Hal tersebut juga didukung oleh sistem manajemen yang menjadikan artis yang dinaunginya layaknya ‘robot’ yang tidak punya perasaan. Ini pula yang membuat sebagian boyband K-Pop hengkang dan membentuk agensi sendiri karena merasa lebih merdeka.
Selain itu, penggemar Korea termasuk kalangan “die-hard” di dunia. Artinya, mereka akan melakukan apa pun demi memuja idola mereka. Inilah yang membuat para bintang hidup dalam tekanan. “Mereka tidak boleh merasa lelah, tertekan, kesepian, marah, jenuh di depan publik,” tambah Hwang San-Min.
Repotnya, filosofi hidup warga Korea tidak mengenal istilah curhat, sebagaimana umumnya di Indonesia dan negara timur lainnya. Di Amerika dan Eropa, artis yang sudah terkenal umumnya memiliki penasehat yang bisa menjadi tempat berbagi. Hal ini tidak ditemui di Korea Selatan. Orang Korea dipaksa oleh keadaan dan budaya untuk menyimpan sendiri masalahnya. Bagi mereka, adalah hal yang memalukan jika orang lain tahu penderitaan yang ditanggung.
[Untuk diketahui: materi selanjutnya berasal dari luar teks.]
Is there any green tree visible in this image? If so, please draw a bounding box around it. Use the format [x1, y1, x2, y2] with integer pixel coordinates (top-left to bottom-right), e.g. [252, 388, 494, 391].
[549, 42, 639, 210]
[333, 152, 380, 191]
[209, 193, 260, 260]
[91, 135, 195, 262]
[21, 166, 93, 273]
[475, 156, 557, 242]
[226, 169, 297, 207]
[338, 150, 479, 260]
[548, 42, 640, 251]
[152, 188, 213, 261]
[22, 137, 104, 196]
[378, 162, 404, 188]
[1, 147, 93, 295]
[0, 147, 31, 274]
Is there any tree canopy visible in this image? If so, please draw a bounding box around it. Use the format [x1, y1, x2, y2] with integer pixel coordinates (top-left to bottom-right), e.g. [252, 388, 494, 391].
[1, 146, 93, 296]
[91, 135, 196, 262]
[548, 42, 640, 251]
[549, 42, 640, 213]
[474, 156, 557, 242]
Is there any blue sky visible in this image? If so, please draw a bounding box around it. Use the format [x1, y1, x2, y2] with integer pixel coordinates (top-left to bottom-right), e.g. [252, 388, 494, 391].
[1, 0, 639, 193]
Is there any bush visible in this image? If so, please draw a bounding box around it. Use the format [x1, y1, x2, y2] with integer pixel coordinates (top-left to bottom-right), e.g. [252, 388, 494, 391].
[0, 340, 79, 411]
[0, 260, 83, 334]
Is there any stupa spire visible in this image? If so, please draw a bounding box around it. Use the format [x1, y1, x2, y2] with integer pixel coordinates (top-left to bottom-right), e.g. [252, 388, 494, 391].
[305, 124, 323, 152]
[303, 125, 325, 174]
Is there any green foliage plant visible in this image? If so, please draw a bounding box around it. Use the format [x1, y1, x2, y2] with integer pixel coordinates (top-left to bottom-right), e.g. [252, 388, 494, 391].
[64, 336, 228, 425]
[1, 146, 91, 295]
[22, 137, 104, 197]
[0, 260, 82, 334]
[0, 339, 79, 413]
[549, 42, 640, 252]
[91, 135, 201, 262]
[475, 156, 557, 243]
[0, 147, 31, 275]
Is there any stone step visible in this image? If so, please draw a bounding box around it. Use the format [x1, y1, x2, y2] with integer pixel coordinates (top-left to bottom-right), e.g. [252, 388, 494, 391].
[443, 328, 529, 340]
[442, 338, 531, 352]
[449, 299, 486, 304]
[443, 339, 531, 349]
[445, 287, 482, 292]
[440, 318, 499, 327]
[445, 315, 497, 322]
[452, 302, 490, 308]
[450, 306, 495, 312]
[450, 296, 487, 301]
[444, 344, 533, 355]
Tingginya angka bunuh diri membuat pemerintah Korsel mencari berbagai cara untuk mencegahnya. Mulai dari menempatkan ratusan bahkan ribuan pengawas untuk mencegah bunuh diri di sejumlah lokasi yang dikenal sebagai tempat bunuh diri yang paling disukai. Mereka bertugas membujuk para pelaku untuk mengurungkan niat dan menjelaskan betapa berharganya nyawa manusia.
Para petugas ini bekerja di Jembatan Hannam yang menjadi lokasi bunuh diri favorit orang Korea. Dari 2009 hingga 2011, tercatat 485 kasus bunuh diri. Itu artinya setiap hari ada tiga orang yang melompat dari jembatan.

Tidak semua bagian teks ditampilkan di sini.